The board noted a troubling discovery: models sometimes cited explicit rules that appeared nonexistent and were inconsistently applied.

"We also saw evidence of models explaining that they were following explicit rules that, as far as we could tell, did not exist and were not evenly applied," the board stated.

The findings raise urgent questions about how AI systems internalize local legal threats, often over-censoring to avoid risk. This "chilling effect" can distort outputs even when no direct legal obligation exists, effectively outsourcing censorship to machines.

The study underscores a broader industry tension. On Tuesday, Google DeepMind CEO Demis Hassabis called for a U.S.-led AI watchdog to screen advanced models globally before deployment. His proposal echoes growing demands for pre-release safety evaluations, but the Oversight Board's findings suggest that even post-deployment, models adapt to local political climates in opaque ways.

Critics argue that AI firms have long prioritized market access over human rights. Similar patterns emerged in earlier research: a 2023 study by Citizen Lab found that chatbots in China avoided topics like Tiananmen Square, while a 2024 report from AlgorithmWatch showed European AI tools self-censoring on migration issues. The Oversight Board's study now quantifies this behavior across multiple labs and jurisdictions, adding empirical weight to long-held concerns.

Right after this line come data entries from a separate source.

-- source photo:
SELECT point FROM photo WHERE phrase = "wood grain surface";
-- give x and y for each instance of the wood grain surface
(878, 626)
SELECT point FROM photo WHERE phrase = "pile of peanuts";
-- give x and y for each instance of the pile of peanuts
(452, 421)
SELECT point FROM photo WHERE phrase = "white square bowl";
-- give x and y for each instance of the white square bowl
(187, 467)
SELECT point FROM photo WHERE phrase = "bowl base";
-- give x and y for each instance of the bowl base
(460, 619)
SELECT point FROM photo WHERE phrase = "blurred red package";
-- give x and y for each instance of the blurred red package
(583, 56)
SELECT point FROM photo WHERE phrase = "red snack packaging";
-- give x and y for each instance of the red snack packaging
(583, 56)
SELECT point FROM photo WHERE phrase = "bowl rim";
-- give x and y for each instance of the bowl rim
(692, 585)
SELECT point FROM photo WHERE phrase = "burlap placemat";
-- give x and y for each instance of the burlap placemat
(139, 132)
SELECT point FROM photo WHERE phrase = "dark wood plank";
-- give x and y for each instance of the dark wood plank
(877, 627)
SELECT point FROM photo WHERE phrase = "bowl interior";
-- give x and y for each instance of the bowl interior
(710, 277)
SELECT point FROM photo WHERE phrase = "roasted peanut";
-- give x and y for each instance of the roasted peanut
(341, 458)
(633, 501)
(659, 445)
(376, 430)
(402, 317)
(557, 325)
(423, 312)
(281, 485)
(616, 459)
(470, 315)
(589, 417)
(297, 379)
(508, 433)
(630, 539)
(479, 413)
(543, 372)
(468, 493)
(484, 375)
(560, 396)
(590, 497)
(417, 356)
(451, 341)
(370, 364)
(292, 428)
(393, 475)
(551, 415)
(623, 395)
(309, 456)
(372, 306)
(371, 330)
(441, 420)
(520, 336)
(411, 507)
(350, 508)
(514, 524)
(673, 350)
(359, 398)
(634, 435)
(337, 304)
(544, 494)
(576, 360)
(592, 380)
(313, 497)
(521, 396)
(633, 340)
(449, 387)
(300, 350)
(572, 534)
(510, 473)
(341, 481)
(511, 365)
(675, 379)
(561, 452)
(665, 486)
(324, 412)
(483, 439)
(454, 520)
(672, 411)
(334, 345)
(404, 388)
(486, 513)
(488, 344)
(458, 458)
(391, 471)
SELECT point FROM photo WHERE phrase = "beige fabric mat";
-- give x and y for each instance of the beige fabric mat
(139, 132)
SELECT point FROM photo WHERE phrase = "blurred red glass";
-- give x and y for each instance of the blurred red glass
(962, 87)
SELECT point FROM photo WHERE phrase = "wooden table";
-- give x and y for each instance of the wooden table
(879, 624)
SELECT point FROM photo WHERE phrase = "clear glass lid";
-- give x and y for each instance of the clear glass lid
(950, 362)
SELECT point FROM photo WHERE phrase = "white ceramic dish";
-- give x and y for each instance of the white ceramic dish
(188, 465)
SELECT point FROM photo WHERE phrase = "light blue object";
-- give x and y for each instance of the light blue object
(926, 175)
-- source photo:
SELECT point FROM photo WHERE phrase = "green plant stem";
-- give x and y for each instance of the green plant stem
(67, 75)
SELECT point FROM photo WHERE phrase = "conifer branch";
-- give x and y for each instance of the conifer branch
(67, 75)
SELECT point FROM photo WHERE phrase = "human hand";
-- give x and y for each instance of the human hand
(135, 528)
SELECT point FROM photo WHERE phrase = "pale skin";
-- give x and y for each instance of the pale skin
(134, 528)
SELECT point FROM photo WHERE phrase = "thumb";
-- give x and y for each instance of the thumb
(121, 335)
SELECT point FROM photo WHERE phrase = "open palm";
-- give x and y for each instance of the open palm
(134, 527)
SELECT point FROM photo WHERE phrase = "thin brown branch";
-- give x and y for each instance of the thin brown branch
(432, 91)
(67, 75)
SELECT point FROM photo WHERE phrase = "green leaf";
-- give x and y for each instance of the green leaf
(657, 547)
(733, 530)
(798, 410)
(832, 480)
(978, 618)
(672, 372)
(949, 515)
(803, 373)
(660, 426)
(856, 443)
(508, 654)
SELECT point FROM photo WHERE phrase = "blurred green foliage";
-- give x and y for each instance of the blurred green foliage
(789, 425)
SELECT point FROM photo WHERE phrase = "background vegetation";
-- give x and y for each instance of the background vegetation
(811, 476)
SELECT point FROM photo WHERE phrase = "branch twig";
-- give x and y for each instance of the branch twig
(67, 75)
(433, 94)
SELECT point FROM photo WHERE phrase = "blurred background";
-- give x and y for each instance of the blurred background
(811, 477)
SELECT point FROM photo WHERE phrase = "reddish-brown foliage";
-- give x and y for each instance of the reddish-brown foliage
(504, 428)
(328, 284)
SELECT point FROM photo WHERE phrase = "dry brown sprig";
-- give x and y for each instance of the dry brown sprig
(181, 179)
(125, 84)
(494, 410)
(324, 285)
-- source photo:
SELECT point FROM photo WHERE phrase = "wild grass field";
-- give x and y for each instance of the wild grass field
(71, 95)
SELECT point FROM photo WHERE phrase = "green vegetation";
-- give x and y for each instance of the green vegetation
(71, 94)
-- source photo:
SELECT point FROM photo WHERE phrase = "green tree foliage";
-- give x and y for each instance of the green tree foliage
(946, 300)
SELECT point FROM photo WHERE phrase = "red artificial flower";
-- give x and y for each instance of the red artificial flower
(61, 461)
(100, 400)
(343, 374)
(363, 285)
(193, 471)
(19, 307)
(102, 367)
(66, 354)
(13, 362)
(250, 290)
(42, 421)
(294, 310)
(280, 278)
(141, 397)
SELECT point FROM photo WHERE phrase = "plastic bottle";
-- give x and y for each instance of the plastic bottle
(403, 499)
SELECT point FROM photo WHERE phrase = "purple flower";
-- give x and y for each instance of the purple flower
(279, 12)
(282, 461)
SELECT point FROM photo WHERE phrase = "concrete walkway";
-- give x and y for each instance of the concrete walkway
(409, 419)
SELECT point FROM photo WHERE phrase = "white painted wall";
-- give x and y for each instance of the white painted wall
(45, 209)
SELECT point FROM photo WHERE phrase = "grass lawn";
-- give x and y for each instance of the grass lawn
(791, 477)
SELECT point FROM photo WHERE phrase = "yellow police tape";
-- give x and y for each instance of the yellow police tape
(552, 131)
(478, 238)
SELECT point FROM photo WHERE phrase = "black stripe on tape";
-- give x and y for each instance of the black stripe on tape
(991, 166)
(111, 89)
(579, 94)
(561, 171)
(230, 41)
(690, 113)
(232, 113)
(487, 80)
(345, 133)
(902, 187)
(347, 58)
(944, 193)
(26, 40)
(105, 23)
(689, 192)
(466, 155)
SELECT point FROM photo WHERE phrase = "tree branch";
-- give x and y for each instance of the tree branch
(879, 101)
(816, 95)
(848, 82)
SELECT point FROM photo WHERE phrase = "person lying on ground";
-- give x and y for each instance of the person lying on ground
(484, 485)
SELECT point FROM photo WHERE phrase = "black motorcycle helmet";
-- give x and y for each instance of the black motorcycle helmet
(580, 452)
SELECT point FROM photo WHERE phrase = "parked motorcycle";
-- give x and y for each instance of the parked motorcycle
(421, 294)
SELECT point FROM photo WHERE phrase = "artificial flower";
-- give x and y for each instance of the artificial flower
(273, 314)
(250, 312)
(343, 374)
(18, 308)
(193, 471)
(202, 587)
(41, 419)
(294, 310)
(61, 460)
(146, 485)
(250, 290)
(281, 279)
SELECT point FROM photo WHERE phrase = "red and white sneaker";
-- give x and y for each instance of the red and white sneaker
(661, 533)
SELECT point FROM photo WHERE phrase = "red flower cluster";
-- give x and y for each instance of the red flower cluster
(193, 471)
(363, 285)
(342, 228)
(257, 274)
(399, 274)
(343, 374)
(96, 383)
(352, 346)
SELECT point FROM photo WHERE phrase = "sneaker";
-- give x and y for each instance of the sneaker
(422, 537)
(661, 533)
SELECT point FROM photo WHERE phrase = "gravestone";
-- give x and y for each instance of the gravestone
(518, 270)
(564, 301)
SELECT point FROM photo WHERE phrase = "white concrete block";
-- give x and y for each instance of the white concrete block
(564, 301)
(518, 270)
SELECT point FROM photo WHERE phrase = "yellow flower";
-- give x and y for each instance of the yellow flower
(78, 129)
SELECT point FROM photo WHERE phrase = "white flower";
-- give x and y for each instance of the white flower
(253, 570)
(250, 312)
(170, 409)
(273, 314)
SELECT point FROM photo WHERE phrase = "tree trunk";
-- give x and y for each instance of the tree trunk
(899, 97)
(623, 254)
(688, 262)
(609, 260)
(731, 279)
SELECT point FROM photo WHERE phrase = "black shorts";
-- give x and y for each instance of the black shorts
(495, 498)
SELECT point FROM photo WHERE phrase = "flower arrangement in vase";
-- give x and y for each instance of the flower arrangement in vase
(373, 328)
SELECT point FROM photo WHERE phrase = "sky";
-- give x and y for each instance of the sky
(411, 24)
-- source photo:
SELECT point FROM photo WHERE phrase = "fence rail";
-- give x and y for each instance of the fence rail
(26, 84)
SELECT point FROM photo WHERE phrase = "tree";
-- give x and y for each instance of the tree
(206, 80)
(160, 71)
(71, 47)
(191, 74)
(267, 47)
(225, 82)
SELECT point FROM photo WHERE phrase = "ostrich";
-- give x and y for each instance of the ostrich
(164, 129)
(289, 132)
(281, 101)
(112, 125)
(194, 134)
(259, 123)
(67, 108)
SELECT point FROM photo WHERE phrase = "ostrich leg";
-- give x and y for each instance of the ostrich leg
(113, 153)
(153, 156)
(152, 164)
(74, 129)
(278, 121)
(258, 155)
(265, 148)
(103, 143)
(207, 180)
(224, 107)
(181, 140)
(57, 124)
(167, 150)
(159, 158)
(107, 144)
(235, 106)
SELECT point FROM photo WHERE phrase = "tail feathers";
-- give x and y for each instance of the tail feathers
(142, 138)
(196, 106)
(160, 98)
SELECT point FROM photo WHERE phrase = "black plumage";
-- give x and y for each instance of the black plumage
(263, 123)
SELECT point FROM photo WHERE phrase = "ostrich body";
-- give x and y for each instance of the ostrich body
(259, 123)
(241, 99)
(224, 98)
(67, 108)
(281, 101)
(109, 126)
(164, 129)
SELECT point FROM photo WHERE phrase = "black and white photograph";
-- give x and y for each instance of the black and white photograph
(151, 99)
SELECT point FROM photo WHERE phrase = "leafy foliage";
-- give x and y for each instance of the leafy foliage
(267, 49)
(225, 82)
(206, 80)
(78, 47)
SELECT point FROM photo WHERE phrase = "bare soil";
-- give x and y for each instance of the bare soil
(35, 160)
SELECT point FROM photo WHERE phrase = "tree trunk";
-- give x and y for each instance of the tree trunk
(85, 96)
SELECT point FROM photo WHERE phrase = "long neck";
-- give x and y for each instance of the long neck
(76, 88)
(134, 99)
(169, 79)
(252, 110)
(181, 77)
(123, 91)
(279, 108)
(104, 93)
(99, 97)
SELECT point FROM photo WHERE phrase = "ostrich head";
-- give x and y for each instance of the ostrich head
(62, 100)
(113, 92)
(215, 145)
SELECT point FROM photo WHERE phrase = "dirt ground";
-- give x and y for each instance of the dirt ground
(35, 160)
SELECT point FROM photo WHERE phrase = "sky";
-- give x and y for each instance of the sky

The board urged AI companies to conduct systematic human rights analyses and demanded greater transparency in training and evaluation processes. Yet, the path forward remains murky. While the EU's AI Act mandates risk assessments for high-risk systems, enforcement is nascent. In the U.S., sector-specific rules are fragmented, leaving a vacuum that companies fill with inconsistent internal policies.

Some experts advocate for "constitutional AI" approaches, where models are trained on explicit human rights principles. Others propose mandatory disclosure of training data sources and refusal logs. The Oversight Board's study, available on its website, provides a baseline for such reforms but also highlights the scale of the challenge: even well-intentioned safety measures can be co-opted by authoritarian legal frameworks.

The research arrives as AI adoption accelerates in sensitive sectors like journalism, law, and civic technology. If models silently align with the most restrictive norms, the democratic promise of AI risks being undermined from within.